Computer Laboratory

Course pages 2017–18

Foundations of Data Science

Principal lecturer: Dr Damon Wischik
Taken by: Part IB CST 50%, Part IB CST 75%

No. of lectures and practical classes: 12 + 4
Suggested hours of supervisions: 3
Prerequisite courses: either Mathematics for Natural Sciences, or the equivalent from the Maths Tripos
This course is a prerequisite: for Part IB Formal Models of Language, and for Part II Machine Learning and Bayesian Inference, Bioinformatics, Computer Systems Modelling, Information Theory, Quantum Computing, Natural Language Processing, Advanced Graphics.

Aims

This course introduces fundamental tools for describing and reasoning about data. There are two themes: describing the behaviour of random systems; and making inferences based on data generated by such systems.
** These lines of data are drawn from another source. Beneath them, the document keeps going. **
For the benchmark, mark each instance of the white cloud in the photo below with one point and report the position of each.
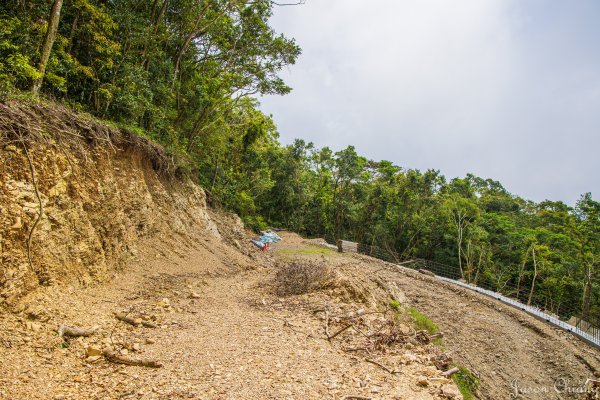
(463, 86)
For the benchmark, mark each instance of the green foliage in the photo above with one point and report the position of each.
(467, 383)
(184, 73)
(394, 305)
(422, 322)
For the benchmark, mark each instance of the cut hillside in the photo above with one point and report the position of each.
(122, 236)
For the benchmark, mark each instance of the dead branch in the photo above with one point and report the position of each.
(353, 349)
(127, 319)
(134, 321)
(391, 371)
(450, 372)
(436, 336)
(71, 331)
(114, 357)
(327, 324)
(149, 324)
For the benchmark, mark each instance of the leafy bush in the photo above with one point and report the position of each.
(467, 383)
(301, 276)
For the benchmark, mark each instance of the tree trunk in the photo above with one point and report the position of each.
(48, 43)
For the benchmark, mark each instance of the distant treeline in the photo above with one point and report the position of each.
(184, 73)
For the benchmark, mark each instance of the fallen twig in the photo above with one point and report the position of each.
(340, 331)
(113, 356)
(391, 371)
(64, 330)
(134, 321)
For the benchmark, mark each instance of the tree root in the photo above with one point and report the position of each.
(450, 372)
(41, 207)
(134, 321)
(116, 358)
(64, 330)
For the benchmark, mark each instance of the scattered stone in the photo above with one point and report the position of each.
(422, 381)
(165, 303)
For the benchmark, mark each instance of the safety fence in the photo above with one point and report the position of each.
(500, 286)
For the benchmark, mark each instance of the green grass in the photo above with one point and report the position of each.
(308, 251)
(422, 322)
(467, 383)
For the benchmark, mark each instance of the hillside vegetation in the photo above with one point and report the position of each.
(183, 73)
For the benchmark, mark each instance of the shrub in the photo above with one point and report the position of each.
(301, 276)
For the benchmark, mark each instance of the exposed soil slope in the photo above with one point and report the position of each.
(505, 347)
(122, 232)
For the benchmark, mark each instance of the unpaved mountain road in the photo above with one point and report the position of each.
(507, 348)
(222, 335)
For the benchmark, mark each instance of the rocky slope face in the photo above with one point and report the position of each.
(86, 194)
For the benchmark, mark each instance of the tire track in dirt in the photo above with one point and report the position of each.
(505, 347)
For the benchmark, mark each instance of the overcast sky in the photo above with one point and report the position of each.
(504, 89)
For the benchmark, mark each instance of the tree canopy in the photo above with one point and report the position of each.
(186, 73)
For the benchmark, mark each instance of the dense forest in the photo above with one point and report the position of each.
(186, 73)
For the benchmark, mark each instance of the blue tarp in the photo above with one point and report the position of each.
(265, 238)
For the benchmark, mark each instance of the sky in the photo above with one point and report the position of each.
(503, 89)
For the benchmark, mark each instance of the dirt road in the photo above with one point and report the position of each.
(223, 334)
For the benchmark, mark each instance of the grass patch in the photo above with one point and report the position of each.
(467, 383)
(309, 250)
(422, 322)
(301, 276)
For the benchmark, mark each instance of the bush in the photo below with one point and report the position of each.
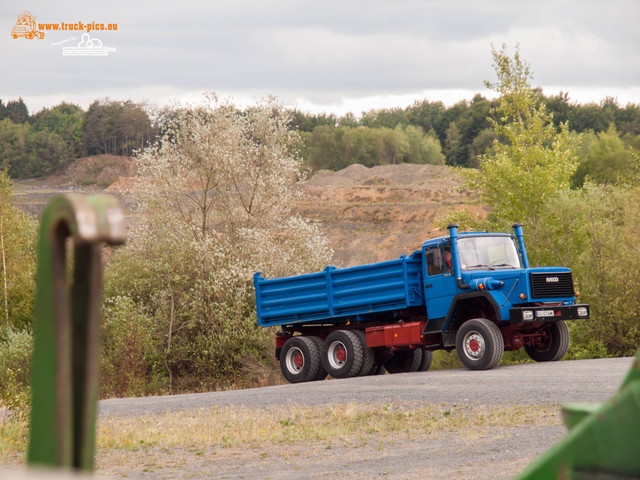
(130, 360)
(15, 372)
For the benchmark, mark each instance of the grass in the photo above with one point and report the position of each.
(228, 427)
(165, 439)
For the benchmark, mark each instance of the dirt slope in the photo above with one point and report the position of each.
(370, 214)
(381, 213)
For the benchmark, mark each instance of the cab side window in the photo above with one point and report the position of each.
(435, 262)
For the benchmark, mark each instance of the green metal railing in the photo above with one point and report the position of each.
(66, 328)
(603, 442)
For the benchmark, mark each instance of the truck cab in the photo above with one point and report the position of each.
(486, 277)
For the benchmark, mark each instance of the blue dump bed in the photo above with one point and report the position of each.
(334, 294)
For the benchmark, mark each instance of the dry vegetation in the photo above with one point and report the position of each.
(201, 442)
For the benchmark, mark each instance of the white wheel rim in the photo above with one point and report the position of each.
(474, 345)
(337, 354)
(292, 360)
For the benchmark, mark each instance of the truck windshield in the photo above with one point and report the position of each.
(488, 252)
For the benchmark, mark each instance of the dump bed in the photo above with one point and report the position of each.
(334, 294)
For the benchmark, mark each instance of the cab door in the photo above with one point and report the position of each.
(439, 282)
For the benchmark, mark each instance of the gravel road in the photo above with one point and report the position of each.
(532, 383)
(476, 453)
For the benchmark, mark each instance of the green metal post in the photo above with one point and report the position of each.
(603, 441)
(66, 329)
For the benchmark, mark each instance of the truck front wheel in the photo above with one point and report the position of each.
(552, 345)
(343, 354)
(479, 344)
(300, 360)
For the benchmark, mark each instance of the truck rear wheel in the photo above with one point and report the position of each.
(368, 356)
(343, 354)
(322, 373)
(553, 345)
(479, 344)
(404, 361)
(300, 360)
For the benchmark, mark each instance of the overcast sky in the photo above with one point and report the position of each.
(333, 56)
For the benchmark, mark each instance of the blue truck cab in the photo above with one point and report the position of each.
(474, 292)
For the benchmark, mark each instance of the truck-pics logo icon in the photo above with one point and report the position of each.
(26, 27)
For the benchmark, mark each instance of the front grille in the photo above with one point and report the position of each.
(551, 285)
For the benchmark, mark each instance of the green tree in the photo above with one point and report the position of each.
(453, 147)
(593, 230)
(215, 193)
(117, 128)
(17, 258)
(609, 160)
(67, 121)
(530, 161)
(16, 111)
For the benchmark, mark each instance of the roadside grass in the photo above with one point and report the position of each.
(226, 427)
(223, 430)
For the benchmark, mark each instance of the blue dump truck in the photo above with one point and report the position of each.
(473, 292)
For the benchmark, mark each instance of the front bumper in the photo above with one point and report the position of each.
(549, 313)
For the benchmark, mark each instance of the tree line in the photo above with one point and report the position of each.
(43, 143)
(425, 132)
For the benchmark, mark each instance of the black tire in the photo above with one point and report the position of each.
(322, 373)
(300, 360)
(479, 344)
(556, 345)
(368, 355)
(342, 354)
(404, 361)
(425, 363)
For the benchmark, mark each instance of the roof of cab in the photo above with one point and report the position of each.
(439, 240)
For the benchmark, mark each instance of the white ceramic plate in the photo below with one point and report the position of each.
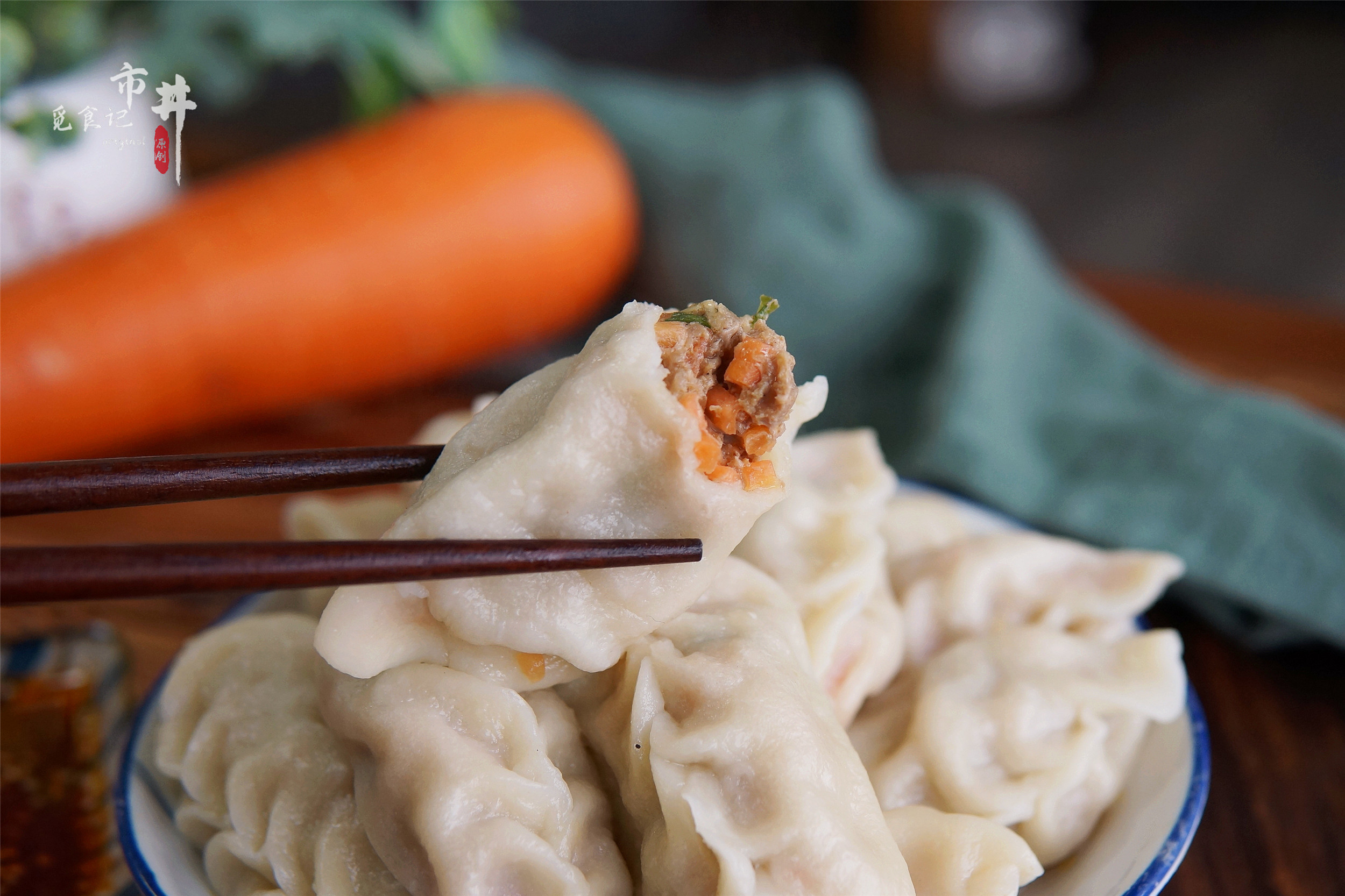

The course will survey a wide range of models and tools, and it will emphasize how to design a model and what sorts of questions one might ask about it.

Lectures

  • Probabilistic models. Examples: random sample, graphical models, Markov models. Common random variables and their uses. Joint distributions, independence. Rules for expectation and variance.

  • Distributions of random variables. Generating random variables. Empirical distribution. Comparing distributions. Law of large numbers, central limit theorem.

  • Inference. Maximum likelihood estimation, likelihood profile. Bootstrap, hypothesis testing, confidence intervals for parameters and predictions. Bayesianism, point estimation, classification. Case study: training a naive Bayes classifier.

  • Feature spaces. Vector spaces, bases, inner products, projection. Model fitting as projection; linear modeling. Orthogonalisation, and application to linear models. Dimension reduction.

  • Random processes. Drift models. Markov chain convergence: notions, and calculations. Examples. Notions of estimation and control. Examples of processes with memory.

Objectives

At the end of the course students should

  • be able to formulate basic probabilistic models, including discrete time Markov chains, graphical models, and linear models

  • be familiar with common random variables and their uses, and with the use of empirical distributions rather than formulae

  • be able to use expectation and conditional expectation, limit theorems, equilibrium distributions

  • understand different types of inference about noisy data, including model fitting, hypothesis testing, and making predictions

  • understand the fundamental properties of inner product spaces and orthonormal systems, and their application to model representation

Recommended reading

* F.M. Dekking, C. Kraaikamp, H.P. Lopuhaä, L.E. Meester (2005). A modern introduction to probability and statistics: understanding why and how. Springer.

S.M. Ross (2002). Probability models for computer science. Harcourt / Academic Press.

M. Mitzenmacher & E. Upfal (2005). Probability and computing: randomized algorithms and probabilistic analysis. Cambridge University Press.